New Mexico offers spectacular geology sites such as mesas, volcanic necks, arches, and gorges, but Paul, after presenting four regional geology features of the state, will focus on geologic sites unique to New Mexico including two subsurface atomic explosion experiments, a large magma body, an actively produced CO2 field, and special geology of the Permian Basin and its evaporites.

 

February 2025

Speaker: Patrick Phelps

Position: Assistant Professor of Geology at California State University, Fullerton

Topic: Lithium Landscapes: Geology, Technology, and the Road Ahead.

When: Monday, February 3, 2025

Speaker Bio: 

Patrick Phelps is an Assistant Professor of Geology at California State University, Fullerton. He received undergraduate degrees in Physics and Geosciences from the University of Tulsa in Oklahoma and a PhD in Earth Science from Rice University in Texas. With research interests in economic geology and volcanology, he studies how various ore deposits form including hard rock lithium deposits.

Abstract: 

Lithium: the hot metal everyone can’t get enough of. With the push for increased electrification, the world needs more electrical storage (batteries) requiring more and more lithium. Found all over the earth, lithium is ultimately derived from two geological sources: brines and hard rock pegmatites. Rarely forming in minerals, this metal is often concentrated only in the final stages of magmas. As our need for lithium grows, we will need to exploit new sources: some well known but uneconomical and some yet to be discovered. This talk will serve as an overview of the geology of lithium deposits while explaining why we find lithium where we do. We will also explore the global lithium market, the future the US and California may play in it, and how upcoming technologies may completely change how we approach lithium resources.

 

January 2024

Speaker: Nicholas Barth

Position: Associate Professor of Geology at University of California, Riverside

Topic: Someone Else’s Fault! – An Introduction to New Zealand’s Alpine Fault.

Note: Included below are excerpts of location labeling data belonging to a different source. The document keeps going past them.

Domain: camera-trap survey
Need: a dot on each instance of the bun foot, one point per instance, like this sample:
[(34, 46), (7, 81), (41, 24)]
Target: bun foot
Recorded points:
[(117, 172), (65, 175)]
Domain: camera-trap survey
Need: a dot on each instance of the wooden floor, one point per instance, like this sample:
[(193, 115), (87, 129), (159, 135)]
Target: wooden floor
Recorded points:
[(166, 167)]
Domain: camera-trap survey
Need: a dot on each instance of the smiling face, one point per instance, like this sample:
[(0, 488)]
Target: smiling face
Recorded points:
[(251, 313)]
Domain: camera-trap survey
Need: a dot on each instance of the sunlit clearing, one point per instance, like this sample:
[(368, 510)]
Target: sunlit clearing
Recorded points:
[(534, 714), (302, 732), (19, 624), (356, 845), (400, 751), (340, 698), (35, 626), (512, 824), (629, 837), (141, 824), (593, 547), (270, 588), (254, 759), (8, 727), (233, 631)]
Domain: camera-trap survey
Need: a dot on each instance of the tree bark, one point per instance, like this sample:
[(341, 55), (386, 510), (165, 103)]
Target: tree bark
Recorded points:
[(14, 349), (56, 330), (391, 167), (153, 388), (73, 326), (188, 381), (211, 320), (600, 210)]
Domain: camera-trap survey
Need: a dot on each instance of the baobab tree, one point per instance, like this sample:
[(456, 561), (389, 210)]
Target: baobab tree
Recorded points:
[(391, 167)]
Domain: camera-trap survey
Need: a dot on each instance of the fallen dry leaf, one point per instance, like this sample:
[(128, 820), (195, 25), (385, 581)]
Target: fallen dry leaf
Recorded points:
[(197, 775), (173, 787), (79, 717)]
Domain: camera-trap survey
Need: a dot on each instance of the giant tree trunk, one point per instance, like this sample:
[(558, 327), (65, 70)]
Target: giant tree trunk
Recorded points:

When: Monday, January 6, 2025

Speaker Bio: 

Nicolas Barth is an Associate Professor of Geology at the University of California, Riverside. He received a BSc & MSc in Geology at UC Santa Barbara and a PhD at the University of Otago in New Zealand. Among diverse research interests, his main aim is to improve our understanding of active faults and the evolution of landscapes.

 

Abstract:

This talk provided a whirlwind tour of the Alpine Fault in New Zealand, often considered one of the world’s “big three” active continental strike-slip fault systems (alongside Turkey’s North Anatolian and the San Andreas). The fast slip rate (∼30 mm/yr), regular recurrence interval (249 ± 58 yr), and time of last earthquake (1717 CE) yield a 75% probability of Alpine Fault surface rupture in the next 50 years, making this one of the world’s most anticipated earthquakes and distinct national-level hazards. The race is on for scientists to learn what they can and communicate it into actionable policy and planning before this earthquake strikes. This talk will provide an overview of our state of knowledge, including the most spatiotemporally complete paleoearthquake record in the world and new lidar-revealed insights into earthquake displacements, slip rates, uplift rates, and landscape effects. A spotlight will be placed on a recent study that used curved scratches (slickenlines) on fault surfaces to constrain the rupture locations of past Alpine Fault earthquakes, demonstrating the utility of a brand new paleoseismological tool applicable to surface-rupturing faults globally.